Deviation Guard

The deviation guard compares the current round’s price against a stored baseline. If the move exceeds maxDeviationBps, the round is rejected.

This is the check that would have stopped the Compound DAI incident. DAI spiked to 1.34 USD on Coinbase Pro, a 34% deviation from its 1.00 USD peg. A guard set to 5% or even 10% would have rejected that round and prevented 89M USD in unwarranted liquidations.

The math

function _calcDeviation(int256 _base, int256 _current) internal pure returns (uint256) {
    uint256 absDiff = _current > _base
        ? uint256(_current - _base)
        : uint256(_base - _current);
    return (absDiff * BPS_BASE) / uint256(_base);
}

Deviation is expressed in basis points (bps), where 1 bps = 0.01%:

$$\text{deviation} = \frac{|\text{current} - \text{base}|}{\text{base}} \times 10000$$

The absolute value handles both upward and downward moves symmetrically. A 5% increase and a 5% decrease both produce a deviation of 500 bps.

The check

if (maxDeviationBps > 0) {
    uint256 deviation = _calcDeviation(lastAcceptedPrice, price);
    if (deviation > maxDeviationBps) revert DeviationExceeded(deviation);
}

Setting maxDeviationBps to zero disables the check entirely.
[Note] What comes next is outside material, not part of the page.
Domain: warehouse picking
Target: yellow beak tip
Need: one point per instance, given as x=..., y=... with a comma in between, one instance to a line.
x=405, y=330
This is useful during initial deployment when no meaningful baseline has been established, or for feeds where price volatility is high enough that a deviation guard would produce too many false positives.

Updating the baseline

function updateBaseline() external onlyOwner {
    (, int256 price, , , ) = priceFeed.latestRoundData();
    if (price <= 0) revert InvalidPrice();
    lastAcceptedPrice = price;
}

The baseline is set automatically in the constructor from the feed’s current price. After that, updateBaseline must be called explicitly by the owner to advance it.
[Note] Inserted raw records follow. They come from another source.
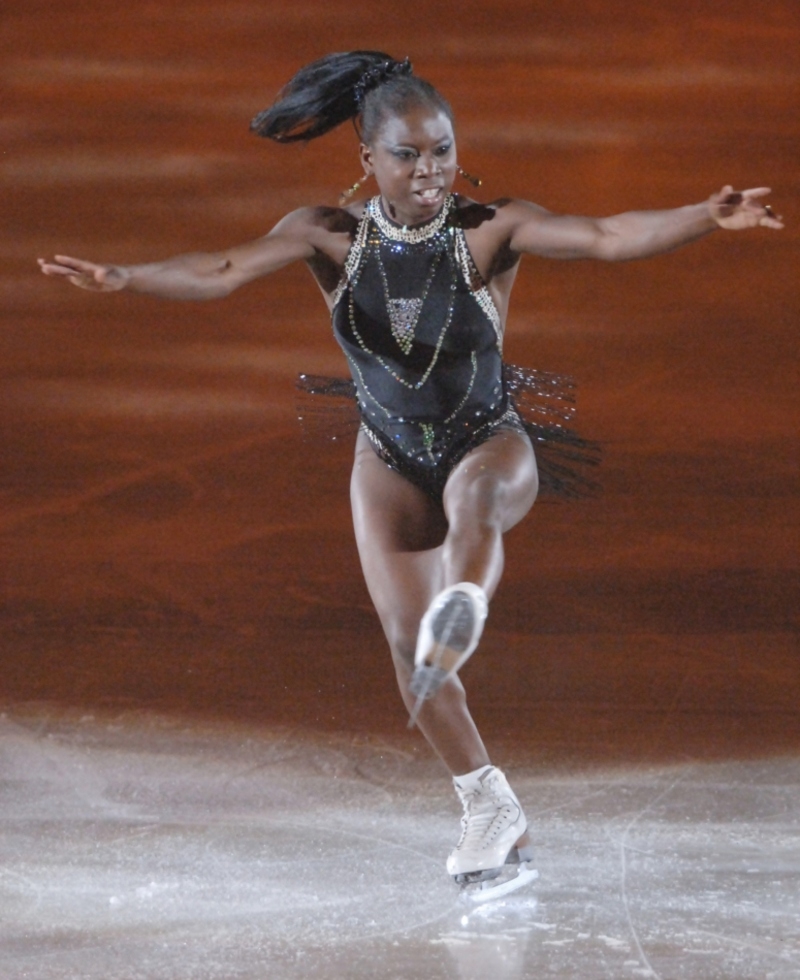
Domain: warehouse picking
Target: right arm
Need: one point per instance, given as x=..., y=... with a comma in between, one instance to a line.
x=201, y=275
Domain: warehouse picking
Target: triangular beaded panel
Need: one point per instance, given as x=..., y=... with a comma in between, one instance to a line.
x=403, y=316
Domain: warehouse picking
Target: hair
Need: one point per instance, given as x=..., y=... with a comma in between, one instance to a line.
x=365, y=86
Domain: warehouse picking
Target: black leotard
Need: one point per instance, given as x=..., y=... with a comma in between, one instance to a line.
x=423, y=338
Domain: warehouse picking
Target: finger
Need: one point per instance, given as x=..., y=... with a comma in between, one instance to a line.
x=756, y=192
x=80, y=265
x=54, y=269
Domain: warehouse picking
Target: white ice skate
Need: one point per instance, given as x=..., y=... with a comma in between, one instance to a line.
x=487, y=862
x=448, y=635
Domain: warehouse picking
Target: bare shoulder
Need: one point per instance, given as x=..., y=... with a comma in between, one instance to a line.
x=491, y=228
x=310, y=221
x=499, y=218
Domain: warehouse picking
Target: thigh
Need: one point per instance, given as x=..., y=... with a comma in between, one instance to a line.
x=496, y=481
x=399, y=531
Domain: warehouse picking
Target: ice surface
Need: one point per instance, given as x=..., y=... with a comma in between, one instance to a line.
x=138, y=846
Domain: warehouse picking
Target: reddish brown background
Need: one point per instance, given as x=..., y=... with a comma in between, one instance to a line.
x=169, y=544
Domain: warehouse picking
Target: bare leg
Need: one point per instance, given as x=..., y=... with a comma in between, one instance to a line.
x=410, y=550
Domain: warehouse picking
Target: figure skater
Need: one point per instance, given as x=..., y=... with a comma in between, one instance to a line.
x=417, y=279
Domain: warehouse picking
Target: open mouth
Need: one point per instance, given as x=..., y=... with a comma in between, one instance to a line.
x=429, y=195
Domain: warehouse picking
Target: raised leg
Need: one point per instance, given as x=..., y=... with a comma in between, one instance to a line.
x=411, y=549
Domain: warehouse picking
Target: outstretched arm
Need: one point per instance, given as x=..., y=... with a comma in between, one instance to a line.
x=202, y=275
x=636, y=234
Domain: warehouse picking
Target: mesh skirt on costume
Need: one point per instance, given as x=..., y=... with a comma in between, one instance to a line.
x=545, y=402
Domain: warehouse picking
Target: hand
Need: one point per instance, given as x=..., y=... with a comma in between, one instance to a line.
x=86, y=275
x=736, y=210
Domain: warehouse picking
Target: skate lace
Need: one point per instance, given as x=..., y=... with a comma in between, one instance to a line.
x=487, y=813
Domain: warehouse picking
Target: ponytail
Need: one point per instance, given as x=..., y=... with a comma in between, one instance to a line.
x=338, y=87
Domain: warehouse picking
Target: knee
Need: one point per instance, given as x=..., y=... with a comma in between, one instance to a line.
x=481, y=503
x=402, y=636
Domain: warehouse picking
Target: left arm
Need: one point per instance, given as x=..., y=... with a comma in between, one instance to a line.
x=635, y=234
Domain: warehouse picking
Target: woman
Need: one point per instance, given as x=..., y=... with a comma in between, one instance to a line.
x=418, y=281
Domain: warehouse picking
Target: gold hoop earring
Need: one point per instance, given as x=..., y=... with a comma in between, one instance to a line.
x=475, y=181
x=345, y=196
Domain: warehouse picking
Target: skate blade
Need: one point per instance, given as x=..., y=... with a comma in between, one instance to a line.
x=493, y=888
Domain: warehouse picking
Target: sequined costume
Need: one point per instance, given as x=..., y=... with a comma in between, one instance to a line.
x=423, y=339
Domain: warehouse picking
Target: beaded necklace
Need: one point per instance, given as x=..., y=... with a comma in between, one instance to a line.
x=404, y=314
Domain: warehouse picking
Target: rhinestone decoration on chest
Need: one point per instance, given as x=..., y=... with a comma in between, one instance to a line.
x=404, y=312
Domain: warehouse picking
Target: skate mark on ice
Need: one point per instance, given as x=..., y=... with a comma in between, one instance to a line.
x=623, y=852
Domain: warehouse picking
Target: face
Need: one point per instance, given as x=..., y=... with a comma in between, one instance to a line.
x=413, y=158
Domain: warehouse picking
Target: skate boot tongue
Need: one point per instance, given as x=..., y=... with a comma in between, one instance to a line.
x=487, y=854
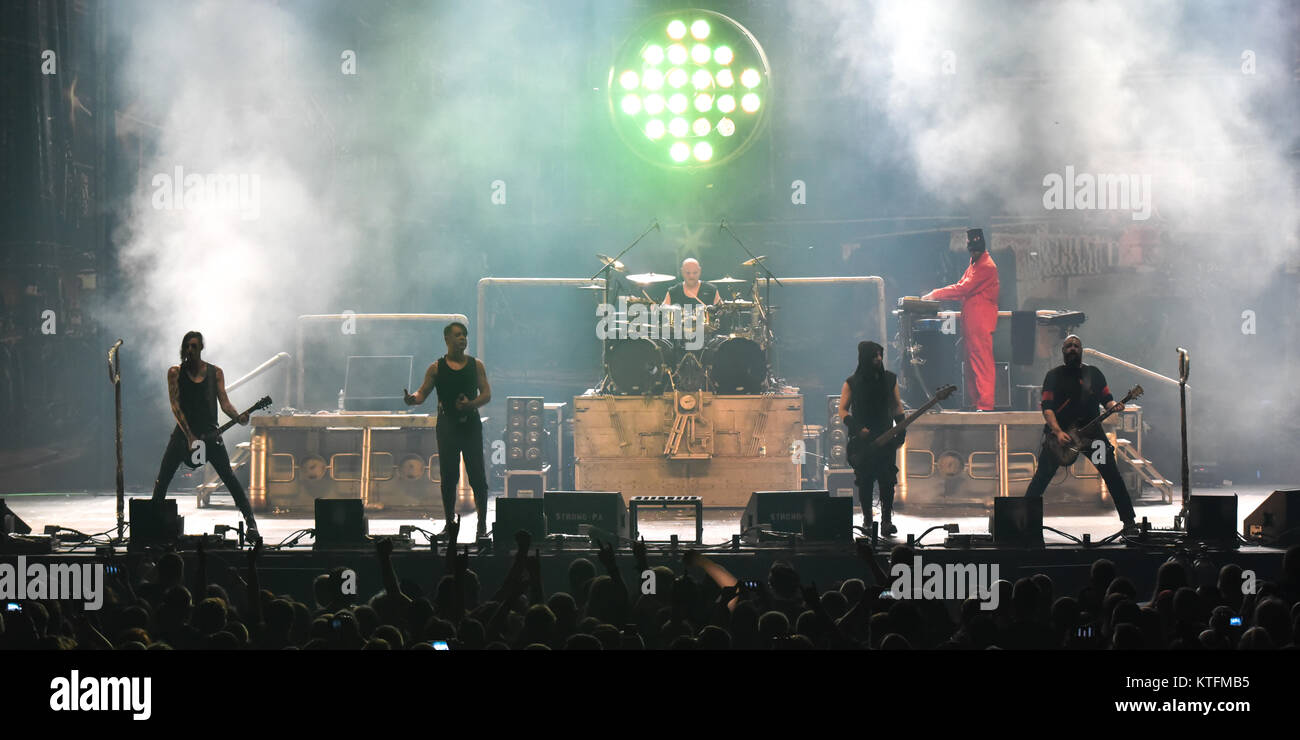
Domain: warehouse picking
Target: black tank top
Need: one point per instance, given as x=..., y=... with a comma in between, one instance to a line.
x=870, y=402
x=451, y=384
x=706, y=294
x=199, y=401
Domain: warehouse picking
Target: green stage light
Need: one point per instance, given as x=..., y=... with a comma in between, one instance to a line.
x=677, y=82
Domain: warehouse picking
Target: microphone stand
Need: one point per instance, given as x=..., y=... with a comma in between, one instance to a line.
x=605, y=271
x=1184, y=366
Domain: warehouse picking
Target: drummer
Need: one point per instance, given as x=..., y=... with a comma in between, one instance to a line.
x=690, y=290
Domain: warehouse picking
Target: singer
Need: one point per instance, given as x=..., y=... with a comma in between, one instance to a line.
x=463, y=389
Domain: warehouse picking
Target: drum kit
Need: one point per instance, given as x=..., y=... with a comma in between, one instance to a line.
x=657, y=349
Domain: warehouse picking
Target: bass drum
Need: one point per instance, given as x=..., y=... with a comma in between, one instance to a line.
x=637, y=366
x=736, y=366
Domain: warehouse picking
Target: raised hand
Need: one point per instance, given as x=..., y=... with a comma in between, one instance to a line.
x=810, y=596
x=638, y=552
x=607, y=555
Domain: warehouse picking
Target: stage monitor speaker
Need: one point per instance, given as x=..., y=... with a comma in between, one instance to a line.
x=1001, y=388
x=515, y=514
x=12, y=523
x=1277, y=520
x=154, y=523
x=524, y=433
x=1212, y=516
x=828, y=519
x=781, y=511
x=527, y=484
x=568, y=510
x=339, y=523
x=1018, y=522
x=836, y=435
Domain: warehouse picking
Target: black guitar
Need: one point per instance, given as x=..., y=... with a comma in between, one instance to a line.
x=216, y=435
x=859, y=446
x=1066, y=454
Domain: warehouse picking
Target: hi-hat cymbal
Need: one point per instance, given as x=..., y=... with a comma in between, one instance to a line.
x=649, y=277
x=611, y=262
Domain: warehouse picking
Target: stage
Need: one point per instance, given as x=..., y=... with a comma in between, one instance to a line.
x=290, y=570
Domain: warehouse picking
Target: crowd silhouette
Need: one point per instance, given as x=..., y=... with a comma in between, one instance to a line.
x=1196, y=605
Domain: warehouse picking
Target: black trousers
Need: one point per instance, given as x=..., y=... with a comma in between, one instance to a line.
x=876, y=468
x=178, y=450
x=456, y=440
x=1109, y=471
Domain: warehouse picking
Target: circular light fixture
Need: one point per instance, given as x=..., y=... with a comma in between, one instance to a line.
x=687, y=89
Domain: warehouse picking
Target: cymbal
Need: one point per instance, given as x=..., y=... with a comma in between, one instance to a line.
x=650, y=277
x=611, y=262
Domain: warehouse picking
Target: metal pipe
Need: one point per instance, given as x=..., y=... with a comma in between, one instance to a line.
x=306, y=317
x=1139, y=370
x=481, y=332
x=115, y=375
x=848, y=280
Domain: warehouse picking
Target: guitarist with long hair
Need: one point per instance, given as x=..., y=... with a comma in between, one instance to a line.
x=1071, y=396
x=870, y=406
x=194, y=388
This is intentional. Automatic baseline advancement would allow an attacker who controls the feed (or who can manipulate it for multiple consecutive rounds) to walk the baseline up gradually and eventually make a large move look like a series of small ones. Manual advancement requires the owner to observe and validate each price before accepting it as the new reference.

Caution

If updateBaseline is never called after a legitimate large price move, the deviation guard will reject all subsequent valid rounds. Establish an operational process for advancing the baseline: either a keeper bot that calls it on a schedule, or a monitoring alert that triggers it when the price has moved significantly but the feed is otherwise healthy.

Choosing a threshold

The right maxDeviationBps value depends on the asset:

Asset type	Suggested threshold	Rationale
Stablecoins (DAI, USDC)	100-200 bps (1-2%)	Should not move significantly
Large-cap (ETH, BTC)	300-500 bps (3-5%)	High liquidity, moves are real
Mid-cap altcoins	500-1000 bps (5-10%)	More volatile, wider tolerance
Long-tail assets	Consider disabling	Manipulation risk outweighs benefit

These are starting points. What’s right for a stablecoin integration on a low-latency L2 is completely different from a long-tail asset consumer on mainnet. Start conservative, monitor rejections in production, and widen only when you have data showing legitimate moves are being blocked.